Ethical Naturalism and the Error of Conflating Base Properties with Resultant Properties

Ethical Naturalism is the view that properties like goodness, badness, right and wrong are reducible to natural properties. For instance, "ø-ing is bad" might be nothing more than the fact that ø-ing produces more on-balance suffering than pleasure. Natural properties like suffering and pleasure constitute goodness/badness. Recently, William FitzPatrick has argued that certain forms of ethical naturalism make the error of conflating resultant properties (goodness) with base properties (e.g., pain, pleasure). 

To see why this might be an error, consider evaluations of goodness in other contexts. Suppose I evaluate a computer and conclude that it is a good computer. I might explain that the computer is good because it has various properties -- e.g., fast processing, plenty of storage space, high quality graphics, etc. But it would be a mistake to think that the property goodness is identical to those properties. After all, a lot of non-computer things are good but lack the previously mentioned properties. A car can be good even though it lacks high quality graphics. Moreover, a property can be good in one context and bad in another. Sharpness is good for a knife set but bad for a play toys, suggesting that there is more than mere sharpness to the goodness of a knife. Hence, goodness is not identical to a set of good-making properties. To think otherwise is to confuse good-making properties with goodness itself. As the computer and knife cases show, that is a mistake. 
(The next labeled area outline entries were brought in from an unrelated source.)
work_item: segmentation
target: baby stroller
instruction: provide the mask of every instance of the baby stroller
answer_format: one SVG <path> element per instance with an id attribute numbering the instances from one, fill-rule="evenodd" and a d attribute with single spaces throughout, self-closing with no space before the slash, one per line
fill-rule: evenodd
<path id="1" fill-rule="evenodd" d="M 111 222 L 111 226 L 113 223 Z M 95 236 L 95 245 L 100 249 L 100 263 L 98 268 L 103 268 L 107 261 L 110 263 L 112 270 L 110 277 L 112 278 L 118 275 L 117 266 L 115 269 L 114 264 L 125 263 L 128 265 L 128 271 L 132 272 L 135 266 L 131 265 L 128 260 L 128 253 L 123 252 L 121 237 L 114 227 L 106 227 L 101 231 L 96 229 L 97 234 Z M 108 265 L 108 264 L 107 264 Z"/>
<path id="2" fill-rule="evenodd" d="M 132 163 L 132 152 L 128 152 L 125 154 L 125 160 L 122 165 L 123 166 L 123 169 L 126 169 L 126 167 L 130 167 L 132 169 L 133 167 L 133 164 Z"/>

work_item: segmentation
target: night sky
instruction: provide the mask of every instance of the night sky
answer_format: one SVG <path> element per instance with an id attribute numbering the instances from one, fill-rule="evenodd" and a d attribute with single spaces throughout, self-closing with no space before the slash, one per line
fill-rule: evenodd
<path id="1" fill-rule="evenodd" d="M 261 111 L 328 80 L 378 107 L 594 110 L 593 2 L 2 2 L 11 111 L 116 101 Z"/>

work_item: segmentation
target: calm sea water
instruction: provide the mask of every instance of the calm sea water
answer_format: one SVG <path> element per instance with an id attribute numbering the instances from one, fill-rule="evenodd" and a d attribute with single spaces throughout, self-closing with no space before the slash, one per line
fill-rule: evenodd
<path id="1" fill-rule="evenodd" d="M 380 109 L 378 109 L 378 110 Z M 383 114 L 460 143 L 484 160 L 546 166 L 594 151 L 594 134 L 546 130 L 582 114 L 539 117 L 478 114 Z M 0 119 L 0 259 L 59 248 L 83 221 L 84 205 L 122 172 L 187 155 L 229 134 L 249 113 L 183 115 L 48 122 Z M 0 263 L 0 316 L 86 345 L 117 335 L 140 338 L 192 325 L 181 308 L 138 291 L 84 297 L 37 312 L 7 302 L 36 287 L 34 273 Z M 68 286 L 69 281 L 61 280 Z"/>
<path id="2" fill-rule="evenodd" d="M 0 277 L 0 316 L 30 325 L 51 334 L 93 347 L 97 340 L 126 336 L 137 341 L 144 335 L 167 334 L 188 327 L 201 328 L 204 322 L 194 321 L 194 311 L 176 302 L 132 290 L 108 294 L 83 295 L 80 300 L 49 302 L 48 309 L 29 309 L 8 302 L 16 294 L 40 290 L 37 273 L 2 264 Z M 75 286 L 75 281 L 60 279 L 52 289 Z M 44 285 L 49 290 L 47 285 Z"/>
According to FitzPatrick, the fact that F is good more plausibly involves something complex -- to wit, F has a set of properties, N, that make it satisfy the standards of excellence for F's. Part of the standards of excellence for knives is that they cut. Sharpness allows a knife to satisfy that standard, so sharpness can explain why a knife is good. In general, evaluations of goodness change depending on standards of excellence. For these reasons, FitzPatrick thinks that Ethical Naturalists (and their critics) should view goodness as more than (i.e., not merely naming or identical to) a set of natural properties. Instead, goodness is better understood as a complex property. F's being good means that F has the property of having N and thereby satisfying the relevance standards. 

Footnotes:

[1] FitzPatrick, "Skepticism About Naturalizing Normativity: In Defense of Ethical Nonnaturalism" (2014).